My 1st question is where people get the headers information.
My 2nd question is how do I know when I needs headers? For some other page like Cars.com, I don't need put headers=headers and I can still get data correctly.
Thank you for your help. HHC
import requests
from bs4 import BeautifulSoup
import re
url ='https://www.zillow.com/baltimore-md-21201/?searchQueryState={"pagination":{},"usersSearchTerm":"21201","mapBounds":{"west":-76.67377295275878,"east":-76.5733510472412,"south":39.26716345016057,"north":39.32309233550334},"regionSelection":[{"regionId":66811,"regionType":7}],"isMapVisible":true,"filterState":{"ah":{"value":true}},"isListVisible":true,"mapZoom":14}'
headers = {'user-agent': 'Mozilla/5.0 (Windows NT 10.0; WOW64) AppleWebKit/537.36 (KHTML, like Gecko) Chrome/83.0.4103.97 Safari/537.36',
'referer': 'https://www.zillow.com/new-york-ny/rentals/2_p/?searchQueryState={"pagination'
}
raw_page = requests.get(url, headers=headers)

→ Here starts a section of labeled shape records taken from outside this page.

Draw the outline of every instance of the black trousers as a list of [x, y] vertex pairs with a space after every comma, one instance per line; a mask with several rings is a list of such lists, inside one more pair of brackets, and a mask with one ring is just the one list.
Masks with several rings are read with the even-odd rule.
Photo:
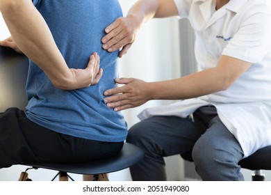
[[33, 123], [17, 108], [0, 113], [0, 169], [33, 162], [89, 162], [115, 155], [122, 146], [123, 142], [97, 141], [54, 132]]

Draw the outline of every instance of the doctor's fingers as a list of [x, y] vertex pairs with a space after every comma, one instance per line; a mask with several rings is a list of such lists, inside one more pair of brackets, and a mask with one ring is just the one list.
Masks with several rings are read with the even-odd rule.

status = raw_page.status_code
print(status)
# Loading the page content into the beautiful soup
page = raw_page.content
page_soup = BeautifulSoup(page, 'html.parser')
print(page_soup)
CodePudding user response:
You can get headers from going to the site with your browser and using the network tab of the developer tools in there, select a request and you can headers sent in requests.
Some websites don't serve bots, so to make them think you're not a bot you set the user agent header to one a browser uses, some sites may require more headers for you to pass the not a bot test. You can see all the headers being sent in developer tools, you can test different headers until your request succeeds.